Editorial for the thematic issue, “Orogens, ophiolites, and oceans: A snapshot of Earth's tectonic evolution”
Integrated studies of orogens, ophiolites, and oceans (OOO) provide a snapshot of Earth's dynamic evolution. As a key proxy of lithospheric plate underflow, the rocks in orogenic belts and oceans have been intensively studied from various scientific viewpoints and at different spatial–temporal scales. The rock record in OOO helps to better understand past plate-tectonic processes and thereby to interpret ongoing geodynamic processes in Earth's outer shell where we dwell. However, challenges remain with respect to obtaining a more comprehensive understanding of such processes through interdisciplinary exchange.

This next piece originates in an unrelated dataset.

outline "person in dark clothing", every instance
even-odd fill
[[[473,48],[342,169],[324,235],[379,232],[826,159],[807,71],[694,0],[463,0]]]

This thematic issue contains presentations given at the international symposium “Orogens, Ophiolites, and Oceans: A Snapshot of Earth's Tectonic Evolution” held in Sendai, Japan, in late February 2020. This thematic issue also honors Dr. Akira Ishiwatari for his important contribution to ophiolite studies. Dr. Ishiwatari played a pioneering and pivotal role in developing ophiolite studies in Japan based on field geology and petrology. The 2-day international symposium, miraculously held in person just before the coronavirus outbreak, focused on recent progress in petrochemical–tectonic studies of orogens, ophiolites, and oceans (oceanic crusts and oceanic deposits), especially in the vicinity of the Japanese Islands. Participants and presenters (including Dr. Ishiwatari) at the symposium were geoscience professionals and students in the areas of petrology, geochemistry, geochronology, and marine geology related to OOO (Figure 1). We trust that this thematic issue will serve as a worthy tribute to the research and contribution of Dr. Akira Ishiwatari.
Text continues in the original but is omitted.